Search code examples
apache-flinkflink-streamingstream-processing

What is the best way to merge multiple Flink DataStreams?


I'm searching for the best way to merge multiple (>20) Flink streams that represent different origins of events in our system, All have the same type.

List<DataStream<Event>> dataStreams = ...

Where each object is a POJO (an abstract representation obviously)
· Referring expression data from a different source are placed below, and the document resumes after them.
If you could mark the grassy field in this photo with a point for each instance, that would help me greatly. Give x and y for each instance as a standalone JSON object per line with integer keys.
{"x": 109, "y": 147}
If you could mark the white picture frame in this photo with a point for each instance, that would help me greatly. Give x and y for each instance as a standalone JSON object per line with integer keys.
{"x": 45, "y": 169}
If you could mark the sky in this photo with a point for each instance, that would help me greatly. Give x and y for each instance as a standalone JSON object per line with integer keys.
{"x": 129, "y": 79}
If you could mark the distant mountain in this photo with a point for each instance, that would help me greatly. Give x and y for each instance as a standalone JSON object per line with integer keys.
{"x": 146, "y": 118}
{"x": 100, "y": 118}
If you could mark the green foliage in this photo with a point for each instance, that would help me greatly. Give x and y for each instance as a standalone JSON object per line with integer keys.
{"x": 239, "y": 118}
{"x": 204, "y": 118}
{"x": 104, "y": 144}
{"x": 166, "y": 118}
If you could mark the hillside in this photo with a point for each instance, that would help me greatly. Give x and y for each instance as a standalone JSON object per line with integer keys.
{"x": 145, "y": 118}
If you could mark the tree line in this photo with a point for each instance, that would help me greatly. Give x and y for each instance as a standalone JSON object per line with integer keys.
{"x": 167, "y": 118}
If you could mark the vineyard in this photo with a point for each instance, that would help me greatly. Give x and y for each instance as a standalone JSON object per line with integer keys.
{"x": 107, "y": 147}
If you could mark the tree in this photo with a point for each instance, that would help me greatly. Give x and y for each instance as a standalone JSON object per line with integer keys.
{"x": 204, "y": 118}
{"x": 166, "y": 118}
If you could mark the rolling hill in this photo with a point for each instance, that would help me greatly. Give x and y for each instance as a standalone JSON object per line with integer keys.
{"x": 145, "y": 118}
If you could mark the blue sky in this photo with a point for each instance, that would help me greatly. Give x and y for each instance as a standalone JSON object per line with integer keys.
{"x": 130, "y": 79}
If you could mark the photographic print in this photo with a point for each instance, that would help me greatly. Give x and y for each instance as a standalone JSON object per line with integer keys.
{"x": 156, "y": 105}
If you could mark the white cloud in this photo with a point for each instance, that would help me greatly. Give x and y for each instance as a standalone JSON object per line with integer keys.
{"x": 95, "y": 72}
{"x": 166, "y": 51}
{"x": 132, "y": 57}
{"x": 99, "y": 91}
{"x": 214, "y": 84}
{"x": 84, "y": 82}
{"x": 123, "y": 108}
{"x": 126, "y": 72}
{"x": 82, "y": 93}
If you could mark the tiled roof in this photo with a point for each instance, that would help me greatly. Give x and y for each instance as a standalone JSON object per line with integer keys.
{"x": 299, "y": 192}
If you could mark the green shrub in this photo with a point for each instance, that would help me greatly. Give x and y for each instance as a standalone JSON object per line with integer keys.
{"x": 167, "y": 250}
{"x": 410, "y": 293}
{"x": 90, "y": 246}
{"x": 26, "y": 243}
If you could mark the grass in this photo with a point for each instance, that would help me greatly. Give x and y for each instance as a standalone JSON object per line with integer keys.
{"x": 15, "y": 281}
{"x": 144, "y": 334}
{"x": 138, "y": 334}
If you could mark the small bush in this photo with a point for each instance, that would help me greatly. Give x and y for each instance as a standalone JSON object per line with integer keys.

public class Event implements Serializable {
  public String userId;
  public long eventTimestamp;
  public String eventData;

}

I eventually want to end up with a single stream

DataStream<Event> merged;

There are different ways to manage that: join , coGroup, map/flatMap (using CoGroup) & union. I'm not sure which of them will give me the quickest throughput of the events from the original streams to the merged one. Moreover, Is there an operator that will be used on all streams at once or should I just call on each 2 streams at a time?

I'm looking to get one stream which then will be keyedBy userId field, does that make any difference?

On a side note, the next step is to 'sort' the events (in each window) for each userId by the eventTimestamp to get a chronological order of events per such userId.


Solution

  • If the events have the same type I would surely go with union as it's the simplest form and the easiest one. Also, notice that the union takes vararg as the parameter, which basically means that You can join all the streams in one call.